By Luke Whitehead, head of European marketing, Couchbase.
In today's Digital Economy, retail and eCommerce companies are competing based not only on their individual offerings but on how they deliver customer experience and operational efficiency.
Their customers expect personalised interactions, relevant information and instant gratification, but these expectations must be met whilst the business reduces operational costs and time to market. Those retail and eCommerce companies that will succeed are those who create loyal customers who spend more, but cost less.
As well as facing competition from within their certain industries – for example clothing, automotive, electronics, office supplies etc – retail and eCommerce companies also experience wider competition from internet companies like Amazon and eBay. These digitally born, tech-savvy companies are renowned for how they evolve their eCommerce applications, and for the speed and agility with which they release new features.
When it comes to customer experience, performance and availability are critical factors of success. Whether customers know it or not, they're interacting with a database. They're accessing product data, customer data, engagement data – and if the data is not readily available, the customer's experience suffers.
Shoppers expect every request, whether it's finding and viewing a product, adding it to the shopping cart, or proceeding to checkout, to be handled immediately – not within seconds, but milliseconds. It doesn't matter what time it is, or what time zone they're in. It doesn't matter if it's Black Friday, Cyber Monday, or Super Sunday – shoppers expect eCommerce applications, web and mobile, to be available 24 hours a day, 365 days a year, anywhere in the world and on any device. Retail and eCommerce companies are increasingly turning to NoSQL technology to meet their demands for a higher level of performance and increased availability.
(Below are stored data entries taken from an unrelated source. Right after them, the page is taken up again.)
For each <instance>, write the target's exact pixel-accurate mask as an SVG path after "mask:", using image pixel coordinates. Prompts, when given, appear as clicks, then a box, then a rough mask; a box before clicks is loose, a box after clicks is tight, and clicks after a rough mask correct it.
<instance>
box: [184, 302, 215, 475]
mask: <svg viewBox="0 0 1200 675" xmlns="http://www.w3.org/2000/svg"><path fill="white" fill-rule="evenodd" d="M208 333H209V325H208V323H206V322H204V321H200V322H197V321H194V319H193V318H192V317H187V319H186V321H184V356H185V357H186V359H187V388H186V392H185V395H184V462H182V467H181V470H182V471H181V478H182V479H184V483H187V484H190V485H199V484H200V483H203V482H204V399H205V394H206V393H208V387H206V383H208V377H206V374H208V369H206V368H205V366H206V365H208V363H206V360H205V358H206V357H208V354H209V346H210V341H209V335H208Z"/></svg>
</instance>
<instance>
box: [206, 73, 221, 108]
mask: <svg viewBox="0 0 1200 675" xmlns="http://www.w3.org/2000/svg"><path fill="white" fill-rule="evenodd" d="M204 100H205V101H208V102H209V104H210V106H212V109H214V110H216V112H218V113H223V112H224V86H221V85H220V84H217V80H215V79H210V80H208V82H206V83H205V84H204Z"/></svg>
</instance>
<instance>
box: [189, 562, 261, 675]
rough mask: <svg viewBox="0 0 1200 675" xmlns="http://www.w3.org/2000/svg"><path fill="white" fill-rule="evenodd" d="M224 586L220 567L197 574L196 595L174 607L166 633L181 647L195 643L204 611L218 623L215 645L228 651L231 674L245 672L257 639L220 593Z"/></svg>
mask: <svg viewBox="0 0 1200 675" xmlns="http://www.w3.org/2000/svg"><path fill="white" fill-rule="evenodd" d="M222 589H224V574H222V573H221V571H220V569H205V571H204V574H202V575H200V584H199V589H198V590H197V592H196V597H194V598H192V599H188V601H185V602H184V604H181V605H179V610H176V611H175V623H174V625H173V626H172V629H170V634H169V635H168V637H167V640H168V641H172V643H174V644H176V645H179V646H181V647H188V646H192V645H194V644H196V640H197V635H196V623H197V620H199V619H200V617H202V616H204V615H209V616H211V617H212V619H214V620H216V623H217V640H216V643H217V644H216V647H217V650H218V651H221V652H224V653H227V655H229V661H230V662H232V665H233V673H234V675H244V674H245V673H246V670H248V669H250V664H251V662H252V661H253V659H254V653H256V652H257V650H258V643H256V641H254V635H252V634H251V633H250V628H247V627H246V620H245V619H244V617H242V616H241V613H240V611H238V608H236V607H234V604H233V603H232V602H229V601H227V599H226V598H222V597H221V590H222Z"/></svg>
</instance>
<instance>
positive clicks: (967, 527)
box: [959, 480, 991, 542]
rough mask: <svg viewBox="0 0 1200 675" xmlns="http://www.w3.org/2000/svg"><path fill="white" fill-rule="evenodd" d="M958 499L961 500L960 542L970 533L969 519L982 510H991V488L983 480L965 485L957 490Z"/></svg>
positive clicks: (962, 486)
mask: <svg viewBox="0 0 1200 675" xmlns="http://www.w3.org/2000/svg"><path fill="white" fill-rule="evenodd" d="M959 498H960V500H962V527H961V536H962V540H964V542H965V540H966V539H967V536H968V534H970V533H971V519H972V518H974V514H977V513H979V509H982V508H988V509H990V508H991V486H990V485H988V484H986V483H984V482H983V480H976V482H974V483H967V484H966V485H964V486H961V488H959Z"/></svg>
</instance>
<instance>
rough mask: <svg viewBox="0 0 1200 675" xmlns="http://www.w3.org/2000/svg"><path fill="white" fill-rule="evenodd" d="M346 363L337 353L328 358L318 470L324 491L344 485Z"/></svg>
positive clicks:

NoSQL is a modern database technology developed about a decade ago by leading Internet companies including Google, Facebook, Amazon and LinkedIn. It was created to overcome the limits of relational databases that are far more structured and less flexible in meeting the requirements of modern web, mobile and IoT applications.
Typically, relational databases run on a single server, so the resources available to the database – processing, storage, and memory – are not only limited, they're fixed. This was not a problem when relational databases powered internal-facing applications with a limited number of users and predictable workloads. However, applications with thousands, if not millions, of web and mobile customers can overwhelm relational databases with increasing, and more importantly, volatile workloads.
NoSQL document databases are well suited to house many types of data – anything from product and pricing catalogues, to content management, to personalisation to customer profiles, and more – making them very effective as a general-purpose database for retail and eCommerce applications. They are ideal for product, click- stream, session, order, and for user or member data – all part of today's customer experience, whether online or in-store. However, that doesn't mean there isn't a place for relational databases. In particular, relational databases are well suited to legacy business management applications, such as enterprise resource planning (ERP) and supply chain management (SCM). Whereas NoSQL is better suited to meet the performance, scalability, availability, and agility requirements of interactive customer-facing applications.
The most innovative retail and eCommerce companies have already embraced NoSQL by successfully introducing it into their relational environments to support a growing number of use cases. Not only does NoSQL improve the customer experience with greater performance and better features but it also to enhances operational efficiency by reducing costs and enabling a faster time to market.